Hoosier Environmental Council
One of the first state environmental councils and still one of the best, HEC has battled steel mills, hazardous-waste firms, coal companies, utilities, chemical agriculture and the U.S. Forest Service -- and usually won. The group was working on environmental justice issues in Gary, Ind., long before such matters became trendy and long after the funding community moved on to other "priorities." HEC, 1002 E. Washington St., Suite 300, Indianapolis, IN 46202; 317-685-8800.

Project Underground
This new group defines its mission as the protection of human rights threatened by mining and oil companies. While the World Wildlife Fund was giving an award to Shell, Project Underground was busy exposing the oil giant's ties to Nigerian death squads. The group is now targeting Freeport McMoRan's toxic mining operation in Indonesia, which has decimated the Amungme people. Project Underground, 1847 Berkeley Way, Berkeley, CA 94703; 510-705-8981

Rachel's Environment and Health Weekly
This is not a group, per se, but an influential newsletter produced by Peter Montague of the Environmental Research Foundation. Unafraid to challenge the tactics of mainstream enviros, Rachel's provides cutting-edge analysis in clear prose of complex science on toxics, corporate accountability and progressive green politics. Rachel's, Environmental Research Foundation, PO Box 5036, Annapolis, MD 21403; 410-263-1584.

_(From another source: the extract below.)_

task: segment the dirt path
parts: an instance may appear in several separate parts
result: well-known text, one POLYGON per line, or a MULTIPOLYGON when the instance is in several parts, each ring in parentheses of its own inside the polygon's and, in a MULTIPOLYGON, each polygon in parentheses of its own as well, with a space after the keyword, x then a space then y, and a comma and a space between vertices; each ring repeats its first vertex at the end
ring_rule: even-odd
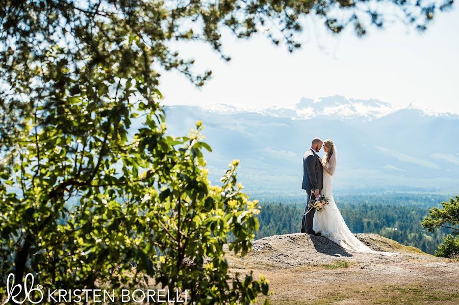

Southwest Network for Environmental and Economic Justice
The nation's premier environmental justice outfit, SNEEJ is a seven-year-old coalition of more than 80 groups from eight states in the U.S. Southwest, at least three Mexican states and several Indian reservations. The group is led by Richard Moore, a long-time activist for Latino rights, who is battling a SLAPP suit brought by an El Paso, Texas, waste disposal company. SNEEJ is now fighting the migration of hi-tech companies such as Intel and Motorola to the Southwest, pointing out that most of the horrific environmental and economic costs of industries are borne by poor communities and people of color. SNEEJ, P.O. Box 7399, Albuquerque, NM 87192; 505-242-0416.

Snake River Alliance
This Boise-based group has taken on nuclear-weapons production and radiocative-waste storage at the Idaho National Engineering Lab. program director Beatrice Brailsford made former Energy Secretary Hazel O'Leary's enemies list, right behind Bob Dole as DOE's most trenchant critic. This pacifist group has been so effective that a top secret Idaho National Guard security assessment labeled it a potential "opposing force." Snake River Alliance, Box 1731, Boise ID 83701; 208- 344-9161.

Western Organization of Resource Councils
This group organizes the small farmers and ranchers in the West against the import of toxic waste. It also promotes the reform of archaic and destructive mining laws, challenges monopolization of the meat-packing industry, fights for family farms and develops the organizing skills of grass-roots leaders. WORC, 2401 Montana Ave., #301 Billings, MT 59101; 406-252-9672.